In Sophocles' day, there may have been scepticism about individual false prophets, but Oedipus Rex amounts to a horrifying affirmation of the principle of oracular divine prophecy. What mischievously emerges in Oedipus at the Crossroads is that the hero's fate has, in fact, been minutely stage-managed not by the gods but by human agency – a self-interested network of fraudulent priests who want to shore up faith in the Oracle in order to preserve their power as interpreters. When the dissident hero refuses to bolster this dubious ideology, a willing imposter steps into the role. At the end of Kingston's bracingly humanist drama, you have the queasy sense that, on some other stage, Sophocles' tragedy will eventually unfold exactly according to plan, but as a hollow piece of clerical propaganda, a sham emptied of any spiritual meaning.
This double bill is not the first time that Oedipus Rex has been staged with an irreverent companion piece.
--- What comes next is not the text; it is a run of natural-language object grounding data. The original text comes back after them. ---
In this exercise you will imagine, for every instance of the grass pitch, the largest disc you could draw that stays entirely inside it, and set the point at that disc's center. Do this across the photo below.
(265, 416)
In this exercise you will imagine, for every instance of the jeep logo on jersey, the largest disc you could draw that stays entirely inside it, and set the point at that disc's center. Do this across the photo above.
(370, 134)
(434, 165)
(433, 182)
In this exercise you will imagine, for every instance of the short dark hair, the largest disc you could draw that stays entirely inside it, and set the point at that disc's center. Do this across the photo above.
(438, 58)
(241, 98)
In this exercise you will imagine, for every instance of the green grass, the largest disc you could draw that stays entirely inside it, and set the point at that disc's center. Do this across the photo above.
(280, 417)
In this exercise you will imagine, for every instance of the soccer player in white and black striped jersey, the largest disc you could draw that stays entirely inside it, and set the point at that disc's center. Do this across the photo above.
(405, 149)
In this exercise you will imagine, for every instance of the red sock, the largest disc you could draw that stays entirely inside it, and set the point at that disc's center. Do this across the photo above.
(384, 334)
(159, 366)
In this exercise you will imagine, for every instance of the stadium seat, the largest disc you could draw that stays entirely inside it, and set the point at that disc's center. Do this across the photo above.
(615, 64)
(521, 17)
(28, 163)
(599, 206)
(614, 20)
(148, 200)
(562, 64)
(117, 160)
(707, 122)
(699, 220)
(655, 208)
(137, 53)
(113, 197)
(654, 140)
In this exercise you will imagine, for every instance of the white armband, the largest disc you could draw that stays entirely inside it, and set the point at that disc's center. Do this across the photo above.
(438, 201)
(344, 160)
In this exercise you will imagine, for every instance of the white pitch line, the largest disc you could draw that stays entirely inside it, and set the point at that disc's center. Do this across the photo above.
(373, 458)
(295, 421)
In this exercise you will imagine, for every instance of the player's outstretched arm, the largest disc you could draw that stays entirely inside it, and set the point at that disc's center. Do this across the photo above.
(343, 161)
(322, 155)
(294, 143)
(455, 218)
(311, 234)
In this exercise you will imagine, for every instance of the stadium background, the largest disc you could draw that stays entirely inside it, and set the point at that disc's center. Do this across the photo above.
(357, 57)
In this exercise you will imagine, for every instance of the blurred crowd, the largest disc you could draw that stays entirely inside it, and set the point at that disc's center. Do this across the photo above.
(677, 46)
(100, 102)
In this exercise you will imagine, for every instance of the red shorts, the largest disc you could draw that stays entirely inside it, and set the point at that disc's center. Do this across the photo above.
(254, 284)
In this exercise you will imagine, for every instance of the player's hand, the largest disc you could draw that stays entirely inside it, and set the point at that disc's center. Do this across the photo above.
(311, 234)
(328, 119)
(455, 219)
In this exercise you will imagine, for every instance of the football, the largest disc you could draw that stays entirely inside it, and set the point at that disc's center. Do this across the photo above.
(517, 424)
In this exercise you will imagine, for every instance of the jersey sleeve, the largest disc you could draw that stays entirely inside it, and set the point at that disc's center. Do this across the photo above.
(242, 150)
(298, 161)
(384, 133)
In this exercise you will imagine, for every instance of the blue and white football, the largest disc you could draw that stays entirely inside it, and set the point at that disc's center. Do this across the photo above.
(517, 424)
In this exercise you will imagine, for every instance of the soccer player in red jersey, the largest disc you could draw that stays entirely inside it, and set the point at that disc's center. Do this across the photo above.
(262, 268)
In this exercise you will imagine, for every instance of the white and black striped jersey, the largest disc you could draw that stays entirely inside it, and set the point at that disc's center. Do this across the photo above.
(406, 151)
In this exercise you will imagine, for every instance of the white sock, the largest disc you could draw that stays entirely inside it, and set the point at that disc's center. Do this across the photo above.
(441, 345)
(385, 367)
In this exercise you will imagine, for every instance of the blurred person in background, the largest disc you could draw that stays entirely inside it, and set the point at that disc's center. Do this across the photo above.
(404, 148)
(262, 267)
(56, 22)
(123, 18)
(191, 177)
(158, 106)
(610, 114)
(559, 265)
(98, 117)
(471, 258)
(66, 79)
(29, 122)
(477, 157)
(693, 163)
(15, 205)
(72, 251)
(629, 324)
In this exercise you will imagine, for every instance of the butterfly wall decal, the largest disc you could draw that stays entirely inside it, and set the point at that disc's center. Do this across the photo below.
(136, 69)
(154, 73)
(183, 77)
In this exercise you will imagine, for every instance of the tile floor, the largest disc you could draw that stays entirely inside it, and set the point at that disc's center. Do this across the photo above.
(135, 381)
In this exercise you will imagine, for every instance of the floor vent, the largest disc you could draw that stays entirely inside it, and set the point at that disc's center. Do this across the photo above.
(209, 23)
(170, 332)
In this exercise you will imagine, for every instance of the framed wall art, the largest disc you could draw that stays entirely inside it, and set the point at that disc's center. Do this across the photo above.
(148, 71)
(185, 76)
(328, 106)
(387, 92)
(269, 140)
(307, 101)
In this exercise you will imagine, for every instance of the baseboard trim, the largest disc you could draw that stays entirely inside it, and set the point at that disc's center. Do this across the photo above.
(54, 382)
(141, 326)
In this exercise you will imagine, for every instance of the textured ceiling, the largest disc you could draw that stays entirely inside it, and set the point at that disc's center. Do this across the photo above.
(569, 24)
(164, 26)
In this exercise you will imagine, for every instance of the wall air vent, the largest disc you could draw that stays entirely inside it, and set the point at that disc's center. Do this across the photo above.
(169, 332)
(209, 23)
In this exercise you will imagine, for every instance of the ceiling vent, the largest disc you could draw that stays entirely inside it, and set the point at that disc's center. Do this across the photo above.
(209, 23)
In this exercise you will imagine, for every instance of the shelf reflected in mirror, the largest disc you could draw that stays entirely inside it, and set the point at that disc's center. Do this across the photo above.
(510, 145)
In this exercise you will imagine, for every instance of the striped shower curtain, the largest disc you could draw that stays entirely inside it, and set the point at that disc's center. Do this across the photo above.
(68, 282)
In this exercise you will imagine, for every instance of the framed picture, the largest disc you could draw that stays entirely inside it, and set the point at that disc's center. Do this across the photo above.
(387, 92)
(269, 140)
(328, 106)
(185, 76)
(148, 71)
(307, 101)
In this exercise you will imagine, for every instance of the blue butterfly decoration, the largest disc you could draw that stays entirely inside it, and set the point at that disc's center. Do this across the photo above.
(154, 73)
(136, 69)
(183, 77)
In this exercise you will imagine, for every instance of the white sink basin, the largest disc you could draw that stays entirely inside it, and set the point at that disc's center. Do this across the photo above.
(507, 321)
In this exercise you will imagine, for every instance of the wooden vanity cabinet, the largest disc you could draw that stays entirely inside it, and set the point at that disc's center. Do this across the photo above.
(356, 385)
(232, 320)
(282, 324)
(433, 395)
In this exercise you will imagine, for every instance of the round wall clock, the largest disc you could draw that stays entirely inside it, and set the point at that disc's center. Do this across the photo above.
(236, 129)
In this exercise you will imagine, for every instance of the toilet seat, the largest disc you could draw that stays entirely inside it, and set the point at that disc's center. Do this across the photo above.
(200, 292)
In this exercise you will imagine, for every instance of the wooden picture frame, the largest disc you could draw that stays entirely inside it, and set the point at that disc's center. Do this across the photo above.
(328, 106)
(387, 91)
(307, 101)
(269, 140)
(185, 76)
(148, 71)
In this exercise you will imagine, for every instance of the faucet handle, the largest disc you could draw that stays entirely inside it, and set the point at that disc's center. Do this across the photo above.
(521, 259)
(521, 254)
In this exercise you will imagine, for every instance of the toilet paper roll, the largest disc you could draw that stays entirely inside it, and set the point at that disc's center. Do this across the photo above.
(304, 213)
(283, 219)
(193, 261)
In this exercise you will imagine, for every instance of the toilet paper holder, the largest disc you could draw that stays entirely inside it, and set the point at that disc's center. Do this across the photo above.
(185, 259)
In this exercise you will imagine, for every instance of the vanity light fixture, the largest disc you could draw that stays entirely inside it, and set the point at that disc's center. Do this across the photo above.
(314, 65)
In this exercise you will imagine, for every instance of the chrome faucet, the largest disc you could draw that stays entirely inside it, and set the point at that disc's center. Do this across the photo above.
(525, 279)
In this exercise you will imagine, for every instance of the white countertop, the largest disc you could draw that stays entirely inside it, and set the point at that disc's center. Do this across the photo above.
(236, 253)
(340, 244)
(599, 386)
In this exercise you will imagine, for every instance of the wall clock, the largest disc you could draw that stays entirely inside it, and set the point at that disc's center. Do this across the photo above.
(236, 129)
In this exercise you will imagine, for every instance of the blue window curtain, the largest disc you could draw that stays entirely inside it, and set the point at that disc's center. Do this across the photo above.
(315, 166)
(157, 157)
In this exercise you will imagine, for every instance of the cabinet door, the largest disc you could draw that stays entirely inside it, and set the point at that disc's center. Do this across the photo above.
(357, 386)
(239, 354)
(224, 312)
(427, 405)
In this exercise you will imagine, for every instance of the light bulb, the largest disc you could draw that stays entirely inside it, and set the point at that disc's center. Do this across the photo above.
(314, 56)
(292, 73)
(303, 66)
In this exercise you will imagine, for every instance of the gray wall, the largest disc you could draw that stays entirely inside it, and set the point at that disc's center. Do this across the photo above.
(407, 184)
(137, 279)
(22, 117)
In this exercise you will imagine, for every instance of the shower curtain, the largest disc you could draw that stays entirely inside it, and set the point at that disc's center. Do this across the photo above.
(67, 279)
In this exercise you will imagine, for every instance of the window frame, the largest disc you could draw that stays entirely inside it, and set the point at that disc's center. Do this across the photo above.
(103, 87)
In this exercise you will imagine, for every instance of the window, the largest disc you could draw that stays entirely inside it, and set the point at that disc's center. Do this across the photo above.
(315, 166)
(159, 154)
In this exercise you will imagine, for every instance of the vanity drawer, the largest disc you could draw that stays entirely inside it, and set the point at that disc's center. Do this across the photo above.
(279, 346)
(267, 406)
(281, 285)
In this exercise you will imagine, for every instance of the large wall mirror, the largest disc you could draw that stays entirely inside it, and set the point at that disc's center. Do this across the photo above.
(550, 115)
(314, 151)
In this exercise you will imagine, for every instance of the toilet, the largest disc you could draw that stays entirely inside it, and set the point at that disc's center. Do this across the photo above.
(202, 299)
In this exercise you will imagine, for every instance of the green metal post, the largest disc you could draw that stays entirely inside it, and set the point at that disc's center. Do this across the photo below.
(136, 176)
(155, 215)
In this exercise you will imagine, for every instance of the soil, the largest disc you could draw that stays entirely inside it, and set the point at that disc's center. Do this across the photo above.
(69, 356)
Recently, Barrie Rutter and Northern Broadsides ran the original in rep with The Cracked Pot, Kleist's 1806 comedy that reinvents the hero as a corrupt Dutch village magistrate who presides over a court case where the guilt that steadily emerges is his own. The key farcical difference is that Oedipus is unconscious of his crime, while Kleist's cloven-footed sexual blackmailer is all too aware that he must orchestrate a cover-up. But the new diptych at the Rosemary Branch Theatre is surely the first occasion on which Oedipus Rex has been coupled with an outright riposte.
Not that Kingston's play implies that Sophocles' tragedy has fundamentally dated – for every age has its version of Fate and its own idea of what constitutes freedom. Instead of gods and oracles, we have genes, genetic predictions and a fresh set of fiendish insurance problems. It can't be long before someone updates Oedipus Rex to the world of genetic engineering and designer babies, with the hero now featuring as, say, the screened and rejected embryo who winds up in a different womb from his mother's... The myth is inexhaustible. I hope to return to the subject later this year when Peter Brook's theatre, the Bouffes du Nord in Paris, mounts Sotigui Kouyate's Oedipe, an adaptation that will explore many diverse approaches (psychoanalytic, historical, artistic, critical) to Sophocles' play and offer (to coin a collective noun for its hero) a complex of Oedipuses.